La noche previa los periodistas televisivos y radiales, como brujos revolviendo un extraño brebaje, debatieron sobre el falso 9 hasta después de la medianoche. La conjura funcionaría, al menos en el primer tiempo.
Por la mañana, en el principio de la emisión por la TV Pública, el folclore emergió como esas liturgias que aseguran el futuro: en el tarareo colectivo, en la tragedia del cartel de entrada mental, en el calentamiento previo.
Así es el partido de fútbol entre Francia y Argentina: cachetazos uno detrás de otro, mano a mano, con momentos de calma chica. Actitud y carambola batidos y Macaya Márquez alertando sobre la velocidad de la inteligencia, no solo la del cuerpo, pero nadie puede escucharlo.
Angel hace un gol y hasta Mercado otro, pero nada evita los comentarios microcefálicos de Ruggeri, que no podía entender que si la pelota tenía que pasar indefectiblemente por Mascherano había algo muy enfermo en el equipo. Algunos jugadores se apagan y la red se deshilacha, más de lo que estaba, aunque no lo suficiente como para que no se pudiera lograr algún milagro más.
Como si el siglo XVIII permaneciera escondido en cada objeto, esperando, el juego de dados se repite en los cruces de mitad de cancha: un rebote y un gol, un centro al área pero que termina en el ángulo, un rebote-gol y así sucesivamente.
Poco a poco la rueda de los ciclos largos se impone sobre los arrebatos, los intereses de las corporaciones de la imagen sobre las ilusiones futbolísticas inyectadas en chicos ya crecidos y el peso de la realidad sobre la picardía del grupete que se apropió de los sellos de la centenaria historia de potrero.

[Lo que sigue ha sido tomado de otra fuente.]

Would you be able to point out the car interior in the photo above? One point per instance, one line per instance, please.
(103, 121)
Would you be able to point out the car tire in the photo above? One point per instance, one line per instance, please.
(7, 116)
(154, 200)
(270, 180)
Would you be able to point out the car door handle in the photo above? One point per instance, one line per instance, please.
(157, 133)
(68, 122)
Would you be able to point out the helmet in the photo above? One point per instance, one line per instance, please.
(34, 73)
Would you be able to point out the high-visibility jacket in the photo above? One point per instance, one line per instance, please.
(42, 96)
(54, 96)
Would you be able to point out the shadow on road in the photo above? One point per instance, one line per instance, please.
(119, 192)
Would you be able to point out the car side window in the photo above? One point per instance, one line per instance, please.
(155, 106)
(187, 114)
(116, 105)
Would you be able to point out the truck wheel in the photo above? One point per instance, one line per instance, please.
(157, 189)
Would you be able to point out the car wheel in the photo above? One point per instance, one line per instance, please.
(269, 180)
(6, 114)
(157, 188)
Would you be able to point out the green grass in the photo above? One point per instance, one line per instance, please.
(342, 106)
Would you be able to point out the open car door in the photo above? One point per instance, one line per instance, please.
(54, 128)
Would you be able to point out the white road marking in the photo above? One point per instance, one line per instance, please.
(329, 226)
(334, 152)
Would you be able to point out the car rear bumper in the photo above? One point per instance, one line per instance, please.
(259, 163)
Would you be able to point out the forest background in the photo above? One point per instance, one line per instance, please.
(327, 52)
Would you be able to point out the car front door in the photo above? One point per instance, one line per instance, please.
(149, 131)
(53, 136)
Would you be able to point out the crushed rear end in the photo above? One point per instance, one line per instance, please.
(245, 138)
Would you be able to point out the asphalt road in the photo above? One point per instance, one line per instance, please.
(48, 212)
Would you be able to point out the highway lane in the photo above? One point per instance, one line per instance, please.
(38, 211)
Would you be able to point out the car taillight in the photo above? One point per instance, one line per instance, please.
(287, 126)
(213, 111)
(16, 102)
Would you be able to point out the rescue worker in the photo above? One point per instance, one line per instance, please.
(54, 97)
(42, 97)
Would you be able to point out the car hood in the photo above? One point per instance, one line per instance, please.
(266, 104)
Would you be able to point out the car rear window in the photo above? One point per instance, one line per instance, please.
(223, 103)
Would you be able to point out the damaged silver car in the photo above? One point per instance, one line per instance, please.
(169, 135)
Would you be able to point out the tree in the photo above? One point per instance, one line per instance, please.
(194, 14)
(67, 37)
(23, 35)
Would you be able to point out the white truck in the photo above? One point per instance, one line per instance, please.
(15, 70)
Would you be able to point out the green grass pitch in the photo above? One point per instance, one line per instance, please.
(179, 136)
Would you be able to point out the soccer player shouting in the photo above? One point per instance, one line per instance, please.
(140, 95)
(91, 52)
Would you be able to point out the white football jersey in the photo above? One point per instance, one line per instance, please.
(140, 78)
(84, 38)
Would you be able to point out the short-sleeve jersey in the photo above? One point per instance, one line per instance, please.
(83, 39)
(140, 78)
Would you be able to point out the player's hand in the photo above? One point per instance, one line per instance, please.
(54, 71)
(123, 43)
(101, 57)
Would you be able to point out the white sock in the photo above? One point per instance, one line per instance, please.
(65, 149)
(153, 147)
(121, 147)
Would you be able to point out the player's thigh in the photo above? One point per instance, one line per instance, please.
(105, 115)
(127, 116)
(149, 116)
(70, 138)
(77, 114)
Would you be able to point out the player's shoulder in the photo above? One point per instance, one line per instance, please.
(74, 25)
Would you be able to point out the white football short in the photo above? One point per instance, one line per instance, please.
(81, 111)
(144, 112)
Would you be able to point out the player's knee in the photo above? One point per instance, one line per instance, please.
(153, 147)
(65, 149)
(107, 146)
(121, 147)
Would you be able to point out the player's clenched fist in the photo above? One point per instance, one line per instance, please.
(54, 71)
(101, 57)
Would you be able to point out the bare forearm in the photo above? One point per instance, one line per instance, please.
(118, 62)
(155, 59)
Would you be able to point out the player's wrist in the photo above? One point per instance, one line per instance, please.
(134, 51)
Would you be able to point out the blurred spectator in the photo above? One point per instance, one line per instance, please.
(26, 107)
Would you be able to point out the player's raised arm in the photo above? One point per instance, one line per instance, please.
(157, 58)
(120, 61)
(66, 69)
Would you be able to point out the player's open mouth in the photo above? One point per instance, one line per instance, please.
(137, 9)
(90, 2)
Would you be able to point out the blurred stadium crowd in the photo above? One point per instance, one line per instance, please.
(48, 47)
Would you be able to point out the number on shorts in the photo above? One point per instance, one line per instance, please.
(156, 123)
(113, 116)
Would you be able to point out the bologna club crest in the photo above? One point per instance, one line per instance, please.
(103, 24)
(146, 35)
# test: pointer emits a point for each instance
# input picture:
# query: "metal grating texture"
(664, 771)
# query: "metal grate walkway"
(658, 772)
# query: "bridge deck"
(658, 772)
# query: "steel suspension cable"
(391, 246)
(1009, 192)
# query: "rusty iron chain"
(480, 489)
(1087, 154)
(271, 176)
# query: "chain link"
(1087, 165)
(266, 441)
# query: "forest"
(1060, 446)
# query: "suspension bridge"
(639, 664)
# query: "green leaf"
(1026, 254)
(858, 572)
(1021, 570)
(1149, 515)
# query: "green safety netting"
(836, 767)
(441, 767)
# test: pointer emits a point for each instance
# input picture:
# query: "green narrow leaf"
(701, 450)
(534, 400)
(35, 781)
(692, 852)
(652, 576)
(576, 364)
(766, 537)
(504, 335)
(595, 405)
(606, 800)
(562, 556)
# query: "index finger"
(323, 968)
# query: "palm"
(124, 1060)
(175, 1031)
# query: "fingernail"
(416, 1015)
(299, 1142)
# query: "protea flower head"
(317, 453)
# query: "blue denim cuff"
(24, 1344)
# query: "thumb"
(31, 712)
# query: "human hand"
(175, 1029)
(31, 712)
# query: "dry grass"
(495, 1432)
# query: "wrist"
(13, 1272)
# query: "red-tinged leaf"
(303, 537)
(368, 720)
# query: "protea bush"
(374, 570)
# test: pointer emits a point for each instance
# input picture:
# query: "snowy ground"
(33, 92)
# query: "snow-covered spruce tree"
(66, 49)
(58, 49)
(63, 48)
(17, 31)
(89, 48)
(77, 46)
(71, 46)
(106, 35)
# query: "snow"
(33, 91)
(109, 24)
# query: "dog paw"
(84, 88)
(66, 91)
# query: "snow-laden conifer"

Millones de personas observan cada detalle, como si pudieran ver en el sufrimiento de un equipo de fútbol los órganos despanzaurrados de su país, sin advertir que están en offside, que están fuera del juego. Lo que ven es desgbierno y la idea clara del DT en no planificar nada y cegarse en su propia intuición: entonces no hay relevos, hay esfuerzos individuales, hay falta de trabajo orgánico y hay milonga, pero los otros también bailan.
Mientras golpean la pelota y a los contrarios pareciera que los jugadores argentinos navegan en los vagos recuerdos de cuando los guiaba José Pekerman, el último entrenador cuerdo que les pusieron.
Quizás si sacamos algún santo y lo paseamos delante de la inundación bajen las aguas y no sea necesario hacer las canalizaciones. Y sino cambiaremos el santo. Llega otra derrota. Lloran en Bangladésh, Catamarca y Calcuta pero ignoran el asunto en Londres. Tanto denuedo otra vez no sirve para que nos miren.
Un comentarista dice: no hicimos las cosas bien, lo que seguramente es cierto para este partido y para esta parte del planeta, mientras empieza a tejer los argumentos que permitan incinerar algún chivo expiatorio.
Después del final el DT asume todas las culpas, pero niega el paso al costado y afirma que la gestión fue “compartida”. Contaba con el mejor jugador del mundo pero algo falló. Es sutil pero cada televidente sabe que se está sacando el poncho. Que no puede ir más allá de su narcisismo.
Nadie puede decir que esto que pasó no era necesario, habrá que ver si es suficiente. Mientras tanto las ciudades y los pueblos vuelven a encenderse. Vamos a almorzar tarde.